Nevertheless, it is found that the RNN and LSTM are very suitable for analysing and studying time-series data but with these shortcomings:(1)RNN network has gradient explosion and gradient disappearing problems.(2)RNN gradient problems have been solved to a certain extent in LSTM and its variants, but it is still not enough. It can handle sequences of 100 orders of magnitude but is still complex for sequences of 1,000 orders of magnitude or longer.(3)Time-consuming calculation: each series of LSTM means that there are multilayer perceptron (MLP). If the period of LSTM is extensive and the network is deep, the amount of calculation will be significant and time-consuming [26].

Therefore, this article propose a hybrid method which is combination of LSTM with attention mechanism and found that this method effectively predicts time-series data and helps solve the above problems. This study focuses on developing a new prediction model to help monitor research in the higher education system that can be extended to other higher education components, i.e., student enrollment and faculty development. The main contributions of this research are as follows:(1)We developed a new forecasting algorithm, SAM-LSTM, which is a fusion method of self-attention mechanism (SAM) and long short-term memory network (LSTM). This model’s characteristic is that each data input can be assigned more detailed and different weights to prevent missing essential and critical information. It thereby improves processing results like accurate judgment and reduces space consumption problems caused by data storage.(2)Comparison of universities’ research outcomes for the coming years, identifying the best-performing university through current educational reforms.(3)Comparison of old and new education reforms by forecasting both the trend of reforms and predicting best-performing reform.(4)Comparison of a new forecasting algorithm with other RNN and LSTM models.

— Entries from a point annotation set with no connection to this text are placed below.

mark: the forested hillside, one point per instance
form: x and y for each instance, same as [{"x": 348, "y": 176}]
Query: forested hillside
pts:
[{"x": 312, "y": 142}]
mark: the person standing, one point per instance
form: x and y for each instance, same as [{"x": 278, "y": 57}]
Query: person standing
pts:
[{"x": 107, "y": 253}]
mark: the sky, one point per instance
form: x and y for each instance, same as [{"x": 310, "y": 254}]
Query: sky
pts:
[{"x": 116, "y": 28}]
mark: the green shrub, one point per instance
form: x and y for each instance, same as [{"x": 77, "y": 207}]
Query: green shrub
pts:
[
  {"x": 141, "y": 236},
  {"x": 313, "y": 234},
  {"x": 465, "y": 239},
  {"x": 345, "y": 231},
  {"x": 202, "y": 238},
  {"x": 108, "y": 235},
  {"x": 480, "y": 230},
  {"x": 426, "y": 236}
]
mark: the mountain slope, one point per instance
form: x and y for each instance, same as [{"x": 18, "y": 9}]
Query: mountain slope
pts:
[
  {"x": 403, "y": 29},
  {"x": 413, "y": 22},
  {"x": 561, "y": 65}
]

This paper’s structure is divided as follows: in the literature review, we introduce Moroccan educational reforms to help predict the performance of new educational reforms. Furthermore, we present the latest forecasting models for performance monitoring that have been developed in the education sector. In the next section, we propose our new time-series forecasting model. It is followed by a description of our experimental analysis of research performance in Moroccan universities with forecasts. Finally, we present our conclusions and recommendations for future directions.

2. Literature Review

2.1. Morocco Education Reform

Long before the West colonised Morocco, Moroccan higher education had a certain level of development. To overcome colonialism’s influence and develop its higher education after independence, Morocco has carried out many reforms in its higher education system. At the end of the twentieth century, in the face of continued economic globalisation and increasingly fierce international economic competition and the profound impact of economic globalization on education, the Moroccan government carried out comprehensive educational reform. In 1999, the government created the National Education and Training Charter and implemented ten years of educational reform beginning in 2000 [27].

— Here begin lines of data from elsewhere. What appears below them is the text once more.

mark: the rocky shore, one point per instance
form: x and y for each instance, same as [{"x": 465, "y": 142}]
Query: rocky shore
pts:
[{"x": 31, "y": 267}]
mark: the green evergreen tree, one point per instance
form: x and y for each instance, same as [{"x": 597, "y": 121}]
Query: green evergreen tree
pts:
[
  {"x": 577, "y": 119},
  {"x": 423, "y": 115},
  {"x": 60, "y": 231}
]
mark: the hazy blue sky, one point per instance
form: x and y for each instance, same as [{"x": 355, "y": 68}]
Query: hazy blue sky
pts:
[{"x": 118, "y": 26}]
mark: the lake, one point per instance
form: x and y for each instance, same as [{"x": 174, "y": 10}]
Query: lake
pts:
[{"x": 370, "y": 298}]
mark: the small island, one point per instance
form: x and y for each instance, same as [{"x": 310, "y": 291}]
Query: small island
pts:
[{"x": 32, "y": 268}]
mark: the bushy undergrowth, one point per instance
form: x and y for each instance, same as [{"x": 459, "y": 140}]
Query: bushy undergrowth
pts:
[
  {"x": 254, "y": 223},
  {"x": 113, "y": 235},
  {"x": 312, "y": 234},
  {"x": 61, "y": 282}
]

The National Education and Training Charter is a programmatic document formulated by the Moroccan government for twenty-first century educational reform. The charter includes four aspects of higher education reform: (a) primary objectives requiring higher education to adapt to the development of society and the market economy; (b) decentralization of higher education management; (c) implementation of university autonomy; and (d) improvement in education and teaching [28, 29].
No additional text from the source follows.